Re: [RFC 10/20] iommu/iommufd: Add IOMMU_DEVICE_GET_INFO

From: hch@xxxxxx
Date: Thu Sep 30 2021 - 23:28:23 EST


On Thu, Sep 30, 2021 at 07:04:46PM -0300, Jason Gunthorpe wrote:
> > On Arm cache coherency is configured through PTE attributes. I don't think
> > PCI No_snoop should be used because it's not necessarily supported
> > throughout the system and, as far as I understand, software can't discover
> > whether it is.
>
> The usage of no-snoop is a behavior of a device. A generic PCI driver
> should be able to program the device to generate no-snoop TLPs and
> ideally rely on an arch specific API in the OS to trigger the required
> cache maintenance.

Well, it is a combination of the device, the root port and the driver
which all need to be in line to use this.

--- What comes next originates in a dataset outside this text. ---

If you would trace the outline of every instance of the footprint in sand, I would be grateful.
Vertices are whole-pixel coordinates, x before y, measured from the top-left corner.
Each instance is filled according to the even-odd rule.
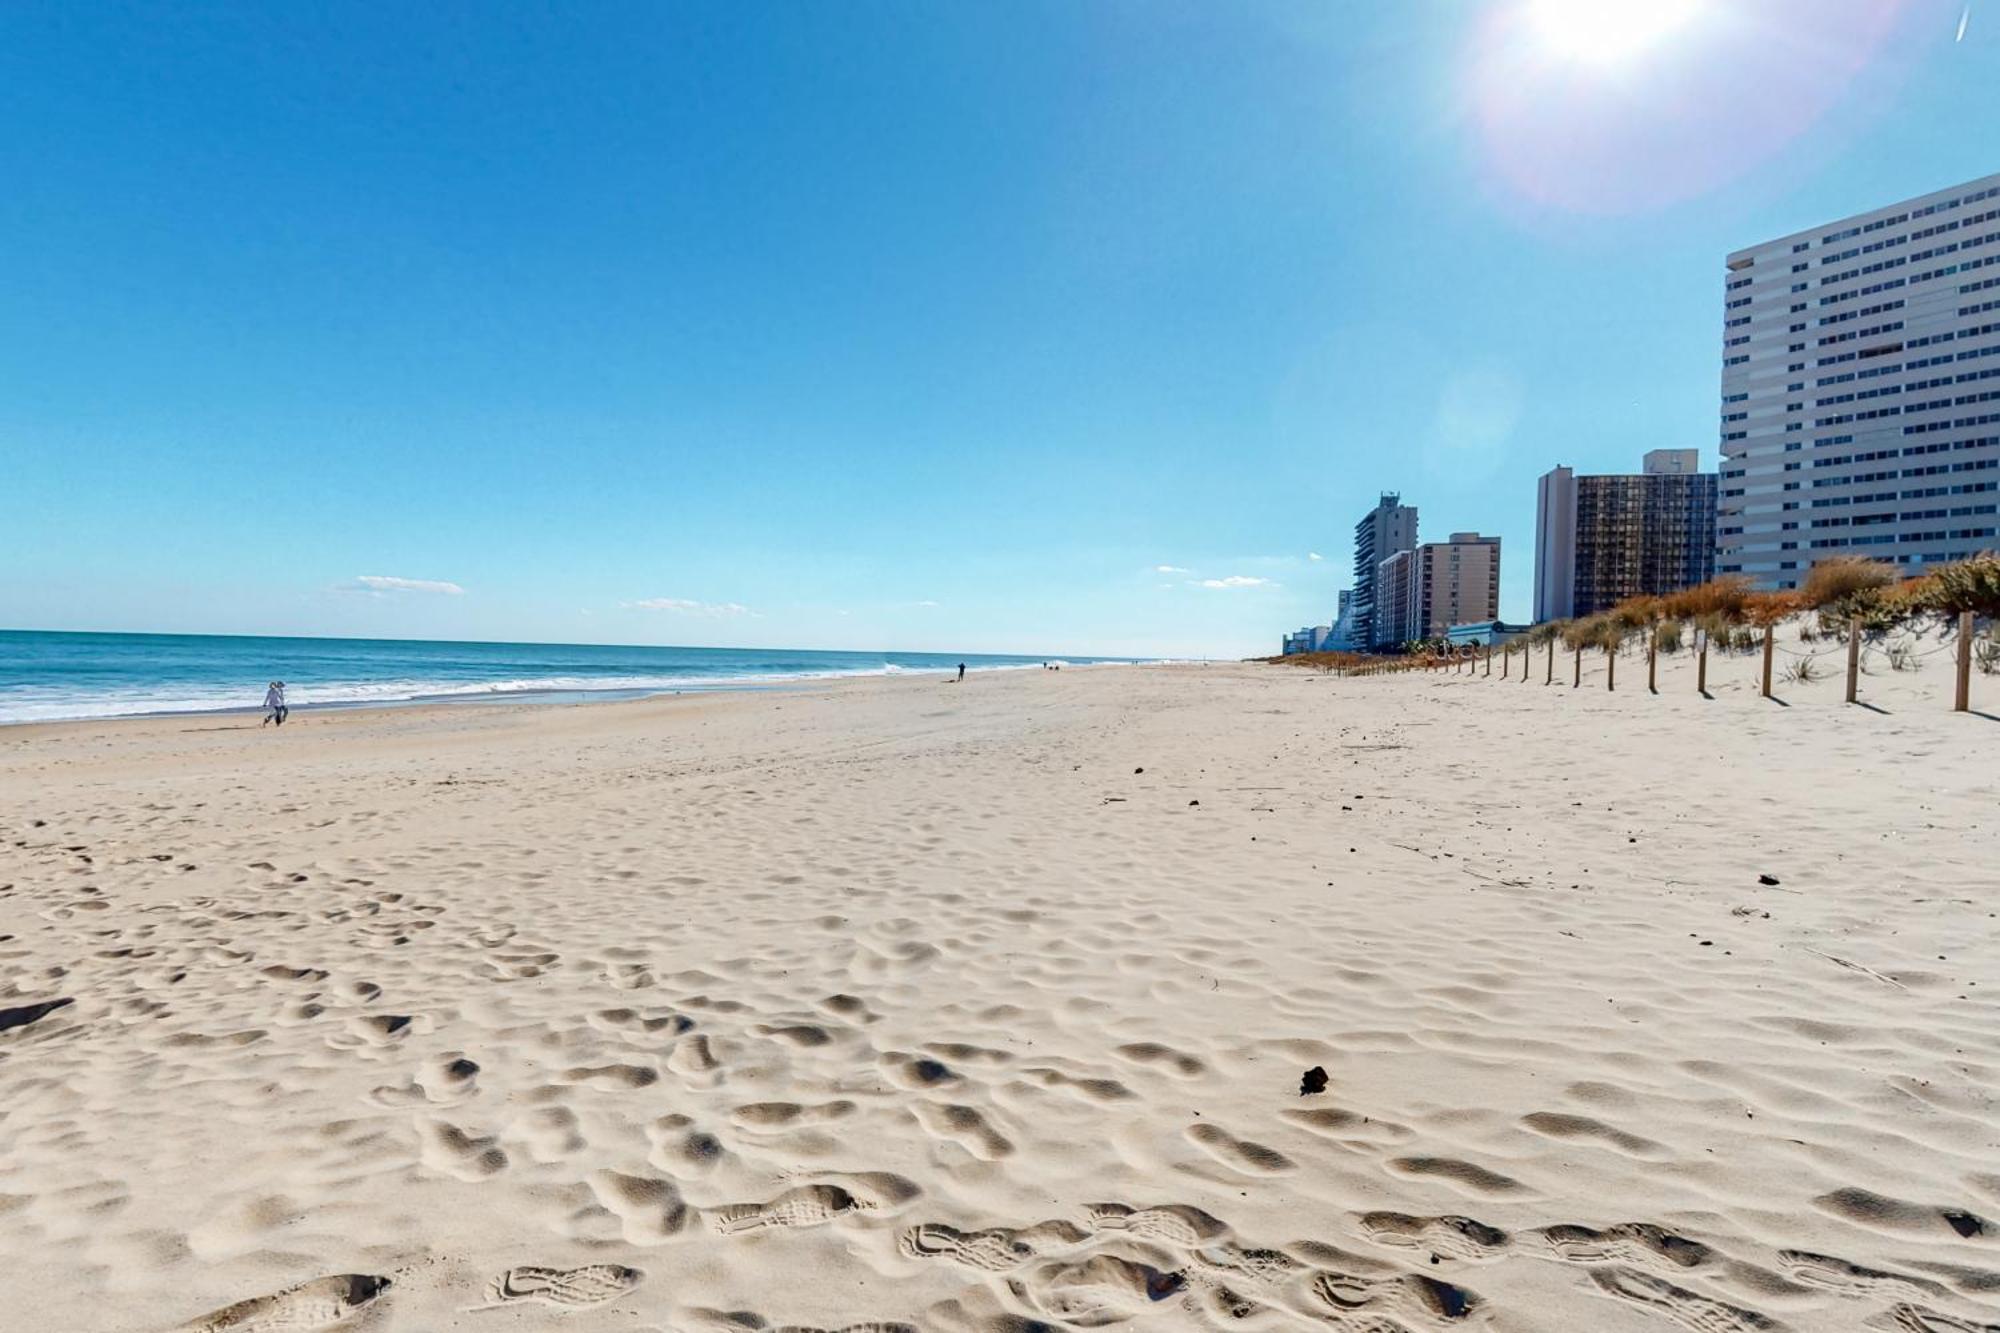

> It doesn't make much sense for a portable driver to rely on a
> non-portable IO PTE flag to control coherency, since that is not a
> standards based approach.
>
> That said, Linux doesn't have a generic DMA API to support
> no-snoop. The few GPUs drivers that use this stuff just hardwired
> wbsync on Intel..

Yes, as usual the GPU folks come up with nasty hacks instead of
providing generic helper. Basically all we'd need to support it
in a generic way is:

- a DMA_ATTR_NO_SNOOP (or DMA_ATTR_FORCE_NONCOHERENT to fit the Linux
terminology) which treats the current dma_map/unmap/sync calls as
if dev_is_dma_coherent was false
- a way for the driver to discover that a given architecture / running
system actually supports this

> What I don't really understand is why ARM, with an IOMMU that supports
> PTE WB, has devices where dev_is_dma_coherent() == false ?

Because no IOMMU in the world can help that fact that a periphal on the
SOC is not part of the cache coherency protocol.